Le fils prodigue (Luc 15, 11-32)

Publié le par Père Maurice Fourmond

Le fils prodigue

Luc 15, 11-32 

 

« Jésus dit encore : « Un homme avait deux fils.

12 Le plus jeune dit à son père : “Père, donne-moi la part de fortune qui me revient.” Et le père leur partagea ses biens.

13 Peu de jours après, le plus jeune rassembla tout ce qu’il avait, et partit pour un pays lointain où il dilapida sa fortune en menant une vie de désordre.

14 Il avait tout dépensé, quand une grande famine survint dans ce pays, et il commença à se trouver dans le besoin.

15 Il alla s’engager auprès d’un habitant de ce pays, qui l’envoya dans ses champs garder les porcs.

16 Il aurait bien voulu se remplir le ventre avec les gousses que mangeaient les porcs, mais personne ne lui donnait rien.

17 Alors il rentra en lui-même et se dit : “Combien d’ouvriers de mon père ont du pain en abondance, et moi, ici, je meurs de faim !

18 Je me lèverai, j’irai vers mon père, et je lui dirai : Père, j’ai péché contre le ciel et envers toi.

19 Je ne suis plus digne d’être appelé ton fils. Traite-moi comme l’un de tes ouvriers.”

20 Il se leva et s’en alla vers son père. Comme il était encore loin, son père l’aperçut et fut saisi de compassion ; il courut se jeter à son cou et le couvrit de baisers.

21 Le fils lui dit : “Père, j’ai péché contre le ciel et envers toi. Je ne suis plus digne d’être appelé ton fils.”

22 Mais le père dit à ses serviteurs : “Vite, apportez le plus beau vêtement pour l’habiller, mettez-lui une bague au doigt et des sandales aux pieds,

23 allez chercher le veau gras, tuez-le, mangeons et festoyons,

24 car mon fils que voilà était mort, et il est revenu à la vie ; il était perdu, et il est retrouvé.” Et ils commencèrent à festoyer.

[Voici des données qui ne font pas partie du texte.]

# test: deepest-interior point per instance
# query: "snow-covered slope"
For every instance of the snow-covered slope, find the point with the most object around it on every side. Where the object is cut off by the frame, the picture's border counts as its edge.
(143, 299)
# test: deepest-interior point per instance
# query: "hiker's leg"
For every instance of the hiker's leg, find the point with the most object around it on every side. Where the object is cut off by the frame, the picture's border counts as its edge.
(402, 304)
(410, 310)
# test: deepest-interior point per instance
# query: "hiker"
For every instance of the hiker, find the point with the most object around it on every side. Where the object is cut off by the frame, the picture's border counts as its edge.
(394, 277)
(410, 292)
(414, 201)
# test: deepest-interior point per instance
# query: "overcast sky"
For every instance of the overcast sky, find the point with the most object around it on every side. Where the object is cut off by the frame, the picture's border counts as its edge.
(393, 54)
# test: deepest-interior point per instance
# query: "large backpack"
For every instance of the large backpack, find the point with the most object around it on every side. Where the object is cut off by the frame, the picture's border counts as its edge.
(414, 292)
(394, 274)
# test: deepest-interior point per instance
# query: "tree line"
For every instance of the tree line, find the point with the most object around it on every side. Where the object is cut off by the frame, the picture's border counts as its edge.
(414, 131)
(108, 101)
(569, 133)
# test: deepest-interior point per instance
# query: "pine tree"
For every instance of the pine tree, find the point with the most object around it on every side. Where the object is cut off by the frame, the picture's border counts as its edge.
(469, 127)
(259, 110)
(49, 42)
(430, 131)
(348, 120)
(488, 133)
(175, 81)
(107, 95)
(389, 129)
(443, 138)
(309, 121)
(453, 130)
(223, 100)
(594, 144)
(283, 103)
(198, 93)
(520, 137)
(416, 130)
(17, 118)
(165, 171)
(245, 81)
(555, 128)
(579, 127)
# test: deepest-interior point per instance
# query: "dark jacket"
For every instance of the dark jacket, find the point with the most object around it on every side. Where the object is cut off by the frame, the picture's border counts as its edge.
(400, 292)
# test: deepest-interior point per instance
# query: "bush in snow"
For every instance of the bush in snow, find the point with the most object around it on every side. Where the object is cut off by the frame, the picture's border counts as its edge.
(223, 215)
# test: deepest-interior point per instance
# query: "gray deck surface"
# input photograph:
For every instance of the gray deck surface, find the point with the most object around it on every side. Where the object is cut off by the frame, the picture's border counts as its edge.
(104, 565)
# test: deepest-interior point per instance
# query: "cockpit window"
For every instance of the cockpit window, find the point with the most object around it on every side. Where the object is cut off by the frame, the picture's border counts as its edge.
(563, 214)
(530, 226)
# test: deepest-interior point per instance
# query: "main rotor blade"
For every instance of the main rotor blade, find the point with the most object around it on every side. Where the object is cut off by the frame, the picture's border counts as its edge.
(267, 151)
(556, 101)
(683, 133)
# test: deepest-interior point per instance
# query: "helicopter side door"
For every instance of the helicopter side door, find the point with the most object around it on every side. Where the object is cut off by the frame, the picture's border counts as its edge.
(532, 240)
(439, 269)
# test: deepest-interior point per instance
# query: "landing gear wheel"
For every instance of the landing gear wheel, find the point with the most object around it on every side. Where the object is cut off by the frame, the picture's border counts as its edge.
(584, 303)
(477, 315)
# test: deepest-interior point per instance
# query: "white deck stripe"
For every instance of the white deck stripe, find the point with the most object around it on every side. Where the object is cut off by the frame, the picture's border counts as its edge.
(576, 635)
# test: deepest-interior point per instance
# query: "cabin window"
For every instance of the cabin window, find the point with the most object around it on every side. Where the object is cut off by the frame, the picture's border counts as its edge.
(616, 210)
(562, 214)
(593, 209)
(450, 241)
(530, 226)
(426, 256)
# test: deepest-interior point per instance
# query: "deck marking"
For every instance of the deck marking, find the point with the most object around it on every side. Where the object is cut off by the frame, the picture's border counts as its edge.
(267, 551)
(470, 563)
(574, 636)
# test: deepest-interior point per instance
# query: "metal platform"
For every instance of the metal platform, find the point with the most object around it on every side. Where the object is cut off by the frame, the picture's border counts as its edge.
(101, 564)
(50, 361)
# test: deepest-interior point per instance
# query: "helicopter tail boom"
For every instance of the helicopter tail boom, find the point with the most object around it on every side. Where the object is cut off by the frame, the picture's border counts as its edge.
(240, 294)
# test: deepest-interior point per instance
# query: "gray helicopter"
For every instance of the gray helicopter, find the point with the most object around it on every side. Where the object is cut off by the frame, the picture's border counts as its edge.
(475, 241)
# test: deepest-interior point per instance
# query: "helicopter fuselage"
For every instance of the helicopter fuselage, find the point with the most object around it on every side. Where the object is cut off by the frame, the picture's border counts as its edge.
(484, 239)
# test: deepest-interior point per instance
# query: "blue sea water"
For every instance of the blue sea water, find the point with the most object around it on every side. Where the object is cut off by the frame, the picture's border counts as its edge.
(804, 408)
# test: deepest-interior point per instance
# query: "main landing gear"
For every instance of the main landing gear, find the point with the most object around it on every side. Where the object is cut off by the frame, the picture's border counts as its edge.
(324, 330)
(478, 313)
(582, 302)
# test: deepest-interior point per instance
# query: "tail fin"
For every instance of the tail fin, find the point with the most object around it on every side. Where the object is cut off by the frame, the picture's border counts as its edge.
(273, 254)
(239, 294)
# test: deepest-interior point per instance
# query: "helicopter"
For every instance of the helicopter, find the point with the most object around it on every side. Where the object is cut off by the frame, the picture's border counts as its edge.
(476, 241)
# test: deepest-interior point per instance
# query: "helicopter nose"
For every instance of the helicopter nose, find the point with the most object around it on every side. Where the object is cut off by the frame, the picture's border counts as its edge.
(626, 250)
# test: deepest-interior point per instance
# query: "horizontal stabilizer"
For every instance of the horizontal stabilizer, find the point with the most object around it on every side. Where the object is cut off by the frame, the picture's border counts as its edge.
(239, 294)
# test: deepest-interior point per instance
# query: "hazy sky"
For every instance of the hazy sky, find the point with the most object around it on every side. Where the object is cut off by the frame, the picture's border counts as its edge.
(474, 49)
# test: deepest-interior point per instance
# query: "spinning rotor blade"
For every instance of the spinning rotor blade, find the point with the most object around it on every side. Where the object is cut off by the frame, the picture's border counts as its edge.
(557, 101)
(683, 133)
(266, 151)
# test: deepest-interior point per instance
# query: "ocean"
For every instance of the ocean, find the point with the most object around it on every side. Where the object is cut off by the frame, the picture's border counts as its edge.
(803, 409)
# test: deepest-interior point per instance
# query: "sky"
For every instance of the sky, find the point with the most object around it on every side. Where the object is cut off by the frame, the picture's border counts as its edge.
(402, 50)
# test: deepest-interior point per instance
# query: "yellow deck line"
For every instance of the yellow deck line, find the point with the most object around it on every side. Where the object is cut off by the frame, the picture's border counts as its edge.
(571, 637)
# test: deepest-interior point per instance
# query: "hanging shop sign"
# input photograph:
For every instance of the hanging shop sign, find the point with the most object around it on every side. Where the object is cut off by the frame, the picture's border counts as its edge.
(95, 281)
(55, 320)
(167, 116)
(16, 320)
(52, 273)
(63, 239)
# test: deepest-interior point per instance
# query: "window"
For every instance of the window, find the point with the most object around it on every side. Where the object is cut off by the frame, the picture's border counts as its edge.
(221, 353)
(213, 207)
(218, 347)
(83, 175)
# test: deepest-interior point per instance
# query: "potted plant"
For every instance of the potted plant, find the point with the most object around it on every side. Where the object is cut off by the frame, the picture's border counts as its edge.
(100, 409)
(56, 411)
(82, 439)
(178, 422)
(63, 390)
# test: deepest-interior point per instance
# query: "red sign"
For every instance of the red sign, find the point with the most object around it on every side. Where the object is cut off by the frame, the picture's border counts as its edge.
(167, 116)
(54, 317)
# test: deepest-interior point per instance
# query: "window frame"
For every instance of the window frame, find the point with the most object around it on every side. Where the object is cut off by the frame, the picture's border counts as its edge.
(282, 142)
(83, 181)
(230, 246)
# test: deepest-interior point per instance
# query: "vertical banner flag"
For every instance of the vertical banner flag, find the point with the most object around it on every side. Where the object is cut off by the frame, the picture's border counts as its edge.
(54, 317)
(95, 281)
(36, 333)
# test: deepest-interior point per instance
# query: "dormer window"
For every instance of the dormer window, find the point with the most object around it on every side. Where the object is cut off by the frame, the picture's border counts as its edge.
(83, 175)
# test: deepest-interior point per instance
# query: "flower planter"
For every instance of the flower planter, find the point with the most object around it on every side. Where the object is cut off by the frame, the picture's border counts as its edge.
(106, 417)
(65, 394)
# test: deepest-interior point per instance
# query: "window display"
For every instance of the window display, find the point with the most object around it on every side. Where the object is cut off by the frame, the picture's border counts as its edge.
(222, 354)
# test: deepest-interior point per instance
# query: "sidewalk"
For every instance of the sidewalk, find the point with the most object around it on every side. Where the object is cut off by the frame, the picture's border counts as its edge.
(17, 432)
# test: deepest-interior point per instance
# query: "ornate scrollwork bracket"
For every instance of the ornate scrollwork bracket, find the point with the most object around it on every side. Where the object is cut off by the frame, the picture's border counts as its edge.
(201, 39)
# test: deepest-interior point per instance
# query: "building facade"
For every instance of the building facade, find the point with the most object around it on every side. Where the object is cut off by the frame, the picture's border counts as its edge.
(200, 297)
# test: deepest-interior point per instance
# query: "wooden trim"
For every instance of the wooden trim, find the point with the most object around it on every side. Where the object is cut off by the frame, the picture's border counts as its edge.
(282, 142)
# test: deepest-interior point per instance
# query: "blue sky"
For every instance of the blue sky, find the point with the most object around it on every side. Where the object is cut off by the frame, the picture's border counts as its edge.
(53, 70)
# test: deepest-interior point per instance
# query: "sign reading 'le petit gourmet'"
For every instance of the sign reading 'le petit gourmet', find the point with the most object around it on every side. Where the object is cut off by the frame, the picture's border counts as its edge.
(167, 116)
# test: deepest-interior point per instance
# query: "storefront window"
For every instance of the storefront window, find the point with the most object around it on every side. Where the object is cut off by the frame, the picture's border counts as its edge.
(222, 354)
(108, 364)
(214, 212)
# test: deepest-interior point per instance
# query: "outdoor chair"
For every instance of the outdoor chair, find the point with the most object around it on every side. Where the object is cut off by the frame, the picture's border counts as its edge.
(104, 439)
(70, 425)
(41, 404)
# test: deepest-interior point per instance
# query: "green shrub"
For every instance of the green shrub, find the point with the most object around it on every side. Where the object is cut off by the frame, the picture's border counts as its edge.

25 Or le fils aîné était aux champs. Quand il revint et fut près de la maison, il entendit la musique et les danses.

26 Appelant un des serviteurs, il s’informa de ce qui se passait.

27 Celui-ci répondit : “Ton frère est arrivé, et ton père a tué le veau gras, parce qu’il a retrouvé ton frère en bonne santé.”

28 Alors le fils aîné se mit en colère, et il refusait d’entrer. Son père sortit le supplier.

29 Mais il répliqua à son père : “Il y a tant d’années que je suis à ton service sans avoir jamais transgressé tes ordres, et jamais tu ne m’as donné un chevreau pour festoyer avec mes amis.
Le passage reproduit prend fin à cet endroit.